Shipwreck may yield clues to ancient trade link

The sunken ship has been sitting on the seafloor off the southern coast of Sri Lanka for some 2,000 years and was discovered in 2003.

February 06, 2014 02:13 am | Updated May 23, 2016 03:58 pm IST

In a bid to find clues about the historical link between Rome and Asia during ancient times, an international team of archaeologists is set to embark on an excavation drive at the oldest known shipwreck in the Indian Ocean.

The sunken ship has been sitting on the seafloor off the southern coast of Sri Lanka for some 2,000 years and was discovered in 2003.

The shipwreck lies 33 metres below the ocean’s surface, just off the fishing village of Godavaya where German archaeologists in the 1990s had discovered a harbour that was an important port along the maritime Silk Road during the second century AD.

“Everything is pretty broken but the wreck could fill a gap in the existing evidence for the trade that brought metals and exotic commodities like silk from Asia to the Roman world,” Deborah Carlson, president of the institute of nautical archaeology at Texas A&M University, was quoted as saying.
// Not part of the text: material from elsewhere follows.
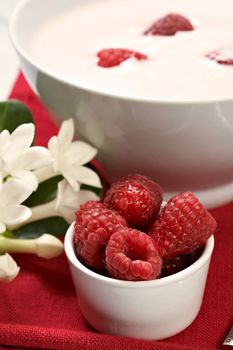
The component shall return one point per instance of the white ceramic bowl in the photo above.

He is leading the expedition to the Godavaya wreck with colleagues from the U.S., Sri Lanka and France.

The team expects to start diving in mid-February and continue working through May.

The sunken ship is a concrete mound of corroded metal bars and a scattering of other ancient cargo — including glass ingots and pottery.

The shipwreck was discovered when a local fisherman found ancient artefacts, including a grinding stone shaped like a small bench.

Carlson partially documented the wreck during three subsequent exploratory campaigns between 2011 and 2013.

Age determination To determine the age of the wreck, Carlson and team took three wood samples from the mound and got them tested.

The results floored the team and they decided to launch the excavation mission.

The mound covers an area of about twenty by twenty feet, though the team has not been able to establish exactly where the shipwreck begins and ends during their short explorations of the site, said the report on LiveScience.com.